Several websites provide some hints. The most important thing is to keep an open line of communication with your child and keep a diary of what they tell you with dates and times. Find out from other professionals such as teachers (assuming it not a teacher you are suspecting) whether your child has had recent behavioral changes. Talk to a trusted friend or family member, or an abuse helpline counselor and ask what they think. The National Child Abuse Hotline is an excellent resource (1-800) 4-A-Child or 1-800-422-4453. ( https.www.childhelp.org/ )
Don’t be afraid to hire a qualified lawyer to help you navigate what comes next. Often initial “investigations” are conducted at the request of the institution and are designed to minimize their risk, not to help your child. Having a qualified legal warrior in your corner is good. In some cases, the parents who bring up the case are defamed, harassed, and threatened by the accused and his or her supporters. In a recent case, which is currently under investigation by state authorities, an accused teacher and pastor unsuccessfully attempted to obtain restraining orders against parents for speaking out. Even if the outcome is not yet clear, parents who have had the courage to report an incident on behalf of their children should anticipate that the accused will hire an attorney, and they should do so as well.
At the same time, there are things that organizations can do to prevent abuse. Hamilton, who is an expert on these issues, has proposed the following model policy for the government to adopt, but I would propose that individual organizations should adopt it now. Parents should look for this kind of thinking when finding schools or organizations for their children, even if the parents will probably be around. After all, Dr. Nassar often secretly molested patients with parents present in the room. An organization that refuses to implement these safeguards is sending up warning flares that should not be ignored.
- Every adult who suspects a child is being sexually abused must report it to the authorities before reporting it to the organization—whether or not the relevant state’s law requires it. This move takes the issue out of the self-referential center where organizational self-interest thrives.
- No adult, other than a parent or guardian, may be alone with a child in a closed space in the performance of the organization’s mission. This means, for example, a classroom, an examination room, a bathroom, or a car. Doors need to be open, meetings must be visible to passersby, and organizations need to plan to have two adults on hand in many circumstances.
- No adult who has sexually abused a child may have a leadership role in the organization.

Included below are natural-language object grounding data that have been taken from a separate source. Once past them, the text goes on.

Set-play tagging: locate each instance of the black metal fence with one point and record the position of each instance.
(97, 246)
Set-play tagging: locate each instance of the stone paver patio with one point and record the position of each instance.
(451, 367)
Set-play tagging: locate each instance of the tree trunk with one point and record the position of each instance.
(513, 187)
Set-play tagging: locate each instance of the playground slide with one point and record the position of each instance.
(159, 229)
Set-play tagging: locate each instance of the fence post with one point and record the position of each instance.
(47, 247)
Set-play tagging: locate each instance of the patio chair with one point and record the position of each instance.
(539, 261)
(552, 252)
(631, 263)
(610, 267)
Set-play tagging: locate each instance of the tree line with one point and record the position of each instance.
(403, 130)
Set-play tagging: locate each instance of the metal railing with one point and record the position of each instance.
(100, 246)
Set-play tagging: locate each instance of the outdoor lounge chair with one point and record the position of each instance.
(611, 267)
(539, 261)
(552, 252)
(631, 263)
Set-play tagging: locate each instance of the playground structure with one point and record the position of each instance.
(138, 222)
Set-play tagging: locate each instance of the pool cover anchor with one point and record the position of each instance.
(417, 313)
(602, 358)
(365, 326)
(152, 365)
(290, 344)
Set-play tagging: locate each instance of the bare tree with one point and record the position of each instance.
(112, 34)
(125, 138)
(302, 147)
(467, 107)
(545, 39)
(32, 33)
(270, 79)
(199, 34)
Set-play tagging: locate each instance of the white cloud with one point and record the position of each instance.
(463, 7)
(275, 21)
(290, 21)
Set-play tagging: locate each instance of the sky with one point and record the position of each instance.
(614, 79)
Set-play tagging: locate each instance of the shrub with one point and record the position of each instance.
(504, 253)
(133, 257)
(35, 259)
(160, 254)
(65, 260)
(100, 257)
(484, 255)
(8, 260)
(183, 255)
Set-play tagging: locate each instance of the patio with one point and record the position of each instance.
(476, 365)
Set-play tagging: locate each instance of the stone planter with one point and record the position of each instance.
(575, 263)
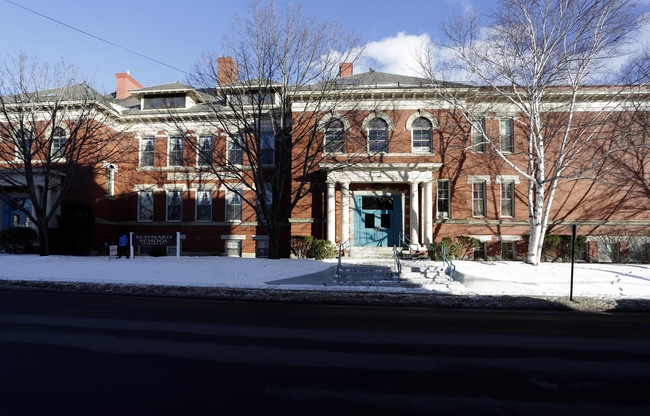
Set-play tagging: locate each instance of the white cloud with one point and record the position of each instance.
(395, 55)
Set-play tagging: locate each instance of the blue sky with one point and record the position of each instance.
(177, 33)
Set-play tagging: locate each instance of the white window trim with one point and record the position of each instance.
(512, 200)
(439, 214)
(196, 204)
(141, 151)
(152, 204)
(227, 199)
(169, 145)
(199, 149)
(169, 190)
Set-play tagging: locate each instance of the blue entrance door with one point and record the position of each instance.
(377, 220)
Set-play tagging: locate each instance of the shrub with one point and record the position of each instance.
(300, 245)
(321, 249)
(456, 247)
(18, 240)
(310, 247)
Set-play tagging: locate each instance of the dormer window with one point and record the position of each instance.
(167, 101)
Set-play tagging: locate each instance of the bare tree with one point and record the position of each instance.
(279, 91)
(540, 61)
(54, 132)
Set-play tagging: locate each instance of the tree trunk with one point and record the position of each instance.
(43, 241)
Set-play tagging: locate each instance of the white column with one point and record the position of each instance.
(331, 212)
(415, 208)
(428, 213)
(345, 212)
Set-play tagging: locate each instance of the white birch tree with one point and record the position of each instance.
(547, 61)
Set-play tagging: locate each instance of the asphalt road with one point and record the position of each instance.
(106, 355)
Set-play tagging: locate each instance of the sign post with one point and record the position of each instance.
(573, 256)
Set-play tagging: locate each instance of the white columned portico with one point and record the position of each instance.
(331, 212)
(415, 215)
(428, 213)
(345, 212)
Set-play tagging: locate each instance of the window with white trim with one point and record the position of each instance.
(235, 150)
(443, 198)
(478, 142)
(203, 205)
(175, 151)
(174, 205)
(335, 137)
(478, 199)
(233, 205)
(507, 199)
(205, 155)
(264, 208)
(145, 206)
(267, 148)
(422, 135)
(506, 137)
(147, 151)
(58, 143)
(377, 135)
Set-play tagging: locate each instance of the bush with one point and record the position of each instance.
(300, 245)
(456, 247)
(310, 247)
(18, 240)
(321, 249)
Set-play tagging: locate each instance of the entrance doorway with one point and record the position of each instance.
(377, 220)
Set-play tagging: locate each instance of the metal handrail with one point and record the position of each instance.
(342, 247)
(398, 263)
(446, 260)
(405, 240)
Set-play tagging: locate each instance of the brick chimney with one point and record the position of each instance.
(125, 82)
(345, 69)
(227, 70)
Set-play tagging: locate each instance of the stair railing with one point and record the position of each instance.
(342, 248)
(398, 263)
(446, 260)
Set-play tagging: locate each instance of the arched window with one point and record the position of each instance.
(422, 134)
(57, 149)
(335, 137)
(377, 135)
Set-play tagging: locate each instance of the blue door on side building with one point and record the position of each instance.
(377, 220)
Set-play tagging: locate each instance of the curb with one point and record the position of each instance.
(340, 297)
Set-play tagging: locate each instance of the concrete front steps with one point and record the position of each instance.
(382, 276)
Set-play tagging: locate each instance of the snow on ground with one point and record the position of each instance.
(494, 278)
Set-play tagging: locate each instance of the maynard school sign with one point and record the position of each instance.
(149, 240)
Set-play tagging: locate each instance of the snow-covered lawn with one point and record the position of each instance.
(495, 278)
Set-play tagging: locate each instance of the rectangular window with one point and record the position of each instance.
(263, 209)
(422, 140)
(507, 250)
(442, 198)
(233, 248)
(170, 101)
(146, 151)
(235, 150)
(507, 199)
(174, 205)
(58, 147)
(203, 205)
(478, 141)
(267, 149)
(175, 151)
(478, 199)
(506, 137)
(334, 141)
(205, 149)
(110, 180)
(233, 205)
(145, 206)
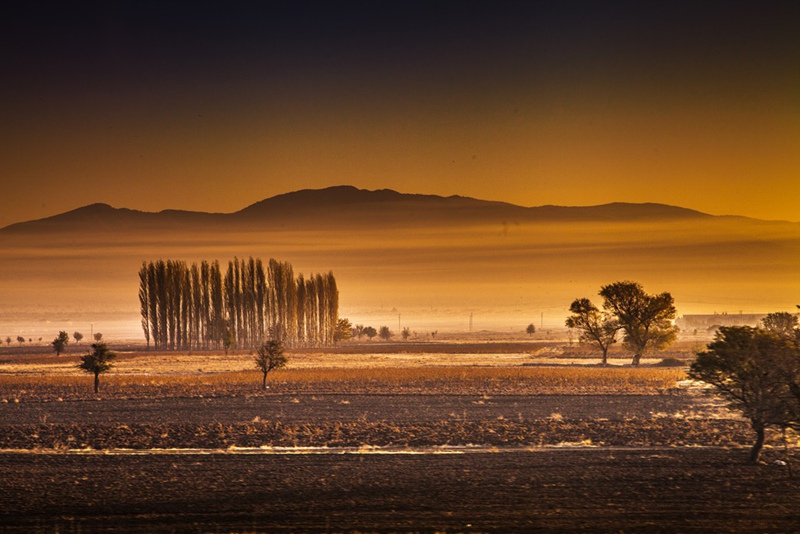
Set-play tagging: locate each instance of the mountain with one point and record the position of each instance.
(434, 260)
(347, 205)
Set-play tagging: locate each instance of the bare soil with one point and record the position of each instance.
(638, 490)
(163, 461)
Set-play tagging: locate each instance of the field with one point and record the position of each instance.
(461, 437)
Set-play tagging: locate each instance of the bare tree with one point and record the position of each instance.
(59, 343)
(597, 328)
(744, 365)
(269, 356)
(645, 319)
(98, 361)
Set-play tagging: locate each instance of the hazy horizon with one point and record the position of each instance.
(432, 270)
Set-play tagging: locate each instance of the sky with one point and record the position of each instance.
(212, 106)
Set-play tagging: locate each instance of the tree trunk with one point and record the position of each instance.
(755, 452)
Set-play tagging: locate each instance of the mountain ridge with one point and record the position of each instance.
(346, 202)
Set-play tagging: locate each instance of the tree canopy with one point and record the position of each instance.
(757, 371)
(98, 361)
(59, 343)
(597, 328)
(269, 356)
(646, 320)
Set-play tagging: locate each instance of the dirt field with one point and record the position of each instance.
(389, 444)
(640, 490)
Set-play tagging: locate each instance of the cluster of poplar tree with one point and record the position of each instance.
(187, 307)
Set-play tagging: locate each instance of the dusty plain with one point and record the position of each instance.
(446, 436)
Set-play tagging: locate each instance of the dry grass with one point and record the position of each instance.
(410, 380)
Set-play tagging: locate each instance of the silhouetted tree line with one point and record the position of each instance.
(199, 307)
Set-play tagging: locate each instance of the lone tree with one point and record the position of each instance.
(60, 342)
(782, 323)
(597, 328)
(269, 356)
(754, 369)
(98, 361)
(344, 330)
(385, 333)
(645, 319)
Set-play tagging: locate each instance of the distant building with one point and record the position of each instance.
(688, 323)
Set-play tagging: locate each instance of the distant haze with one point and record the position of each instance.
(431, 260)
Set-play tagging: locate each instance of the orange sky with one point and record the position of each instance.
(696, 107)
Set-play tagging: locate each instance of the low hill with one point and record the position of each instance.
(433, 260)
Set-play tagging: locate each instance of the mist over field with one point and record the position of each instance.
(431, 260)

Ever.
- Every adult affiliated in any way with the organization must be trained annually on spotting sex abuse, how to report, and dealing with children who have been abused.
- Every child affiliated with the organization must be trained annually on spotting sex abuse, how to report, and respecting their cohorts who have been abused.
- Penalties need to be severe for failure to follow these modest but necessary principles to child protection.
- No organization is exempt, whether religious, or otherwise.
From “The Child Sex Abuse Scandals Are All the Same and they Demand the Government to Act,” Marci Hamilton, Justia (3/22/2017) https://verdict.justia.com/2017/03/22/child-sex-abuse-scandals-demand-government-act
For the sake of your children, act now to prevent and stop sexual abuse.